After the West, it is now Southeast Asian nations’ turn to impose hefty duties on cheap Chinese goods dumped in their markets, the first since the two sides signed the Framework Agreement on Comprehensive Economic Cooperation in November 2002.
While giving a severe jolt to Beijing, Indonesia has planned to impose a 200% tariff on imported fabrics from China, it is also considering slapping new duties on imports of cheap ceramics, clothing, shoes, cosmetics, and electronics from the East Asian nation.
Indonesia’s labour-intensive sectors have suffered massively due to dumping of China-made products.
For instance, the textile sector which employs around 3.9 million people in Indonesia has been almost ruined on account of dumping of cheap and heavily subsidised Chinese clothes.
Since 2019, 36 textile factories in the Southeast
Asian country have shut down their operations, while 31 others have undertaken massive lay-offs, South China Morning Post quoted Indonesia’s Nusantara Trade Union Confederation as saying.
This year, around 49,000
workers in the textile, garment and footwear sectors have been laid off in Indonesia as factories have pulled down the shutters in provinces of West Java, Central Java and Banten, Nikkei Asia said.
This year, between January and May, Sritex laid-off 3,000 workers, or 23% of its total workforce, South China Morning Post said.
Malaysia, which has a close trade relation with China, with total trade between the two countries last year reaching 450.84 billion ringgit ($98.90 billion), imposed a 10% tariff on imported goods bought online from China under 500 ringgit ($108) in January 2024.
To protect small-and medium-sized enterprises from unfair trade practices of China, Malaysia’s Trade Ministry plans to present anti-dumping legislation to the parliament next year, considering cheap Chinese products that hurt local businesses.
Even as these South Asian countries, which are part of the ASEAN, are doing what they can do to provide relief to their domestic retaliators and manufacturers from flooding of discounted Chinese products in their markets, Thailand is worried about widening trade deficit with China.
A glut of cheap Chinese goods—from apparel to electronic devices to vegetables and steel and aluminium in Thailand has seen Bangkok’s trade deficit with Beijing rise to a record $36.6 billion in 2023, up from $29.2 billion in 2021, said the
Thai Ministry of Commerce.
In July this year, Thailand decided to slap a 7% tariff on import of Chinese goods valued at less than 1,500 baht ($42). Yet what worries Thai businessmen the most is Chinese entrepreneurs’ ability to flood their cheap products in the Southeast Asian country’s market.

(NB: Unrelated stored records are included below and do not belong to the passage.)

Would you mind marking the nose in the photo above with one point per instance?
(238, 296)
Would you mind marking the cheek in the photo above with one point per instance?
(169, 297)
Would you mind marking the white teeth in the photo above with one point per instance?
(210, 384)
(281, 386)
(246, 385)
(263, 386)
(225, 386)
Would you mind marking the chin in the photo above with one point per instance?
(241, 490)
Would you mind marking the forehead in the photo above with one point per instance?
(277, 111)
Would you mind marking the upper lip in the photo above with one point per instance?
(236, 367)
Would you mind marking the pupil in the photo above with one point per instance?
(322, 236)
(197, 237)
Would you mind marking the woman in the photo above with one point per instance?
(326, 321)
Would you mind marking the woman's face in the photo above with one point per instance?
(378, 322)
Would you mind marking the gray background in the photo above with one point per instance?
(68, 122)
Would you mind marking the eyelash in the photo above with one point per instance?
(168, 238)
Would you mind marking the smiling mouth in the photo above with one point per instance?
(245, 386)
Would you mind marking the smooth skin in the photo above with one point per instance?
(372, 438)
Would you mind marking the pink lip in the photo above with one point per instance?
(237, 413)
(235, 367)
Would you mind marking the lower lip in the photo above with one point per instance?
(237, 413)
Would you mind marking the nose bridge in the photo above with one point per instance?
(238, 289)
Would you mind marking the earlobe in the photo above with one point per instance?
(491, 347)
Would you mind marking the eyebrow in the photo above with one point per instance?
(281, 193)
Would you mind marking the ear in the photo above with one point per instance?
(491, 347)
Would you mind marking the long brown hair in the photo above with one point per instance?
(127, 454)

Armed with technology and the best mode of production systems, Chinese entrepreneurs engage in mass-scale manufacturing of apparel, footwear, cosmetic products, electronic goods, and other goods and transport them to emerging markets of Southeast Asia
and the world.
E-commerce platforms like Alibaba-backed Lazada and ByteDance’s TikTok have also worked well with Chinese exporters’ strategy to lure Southeast Asian customers towards their cheap goods.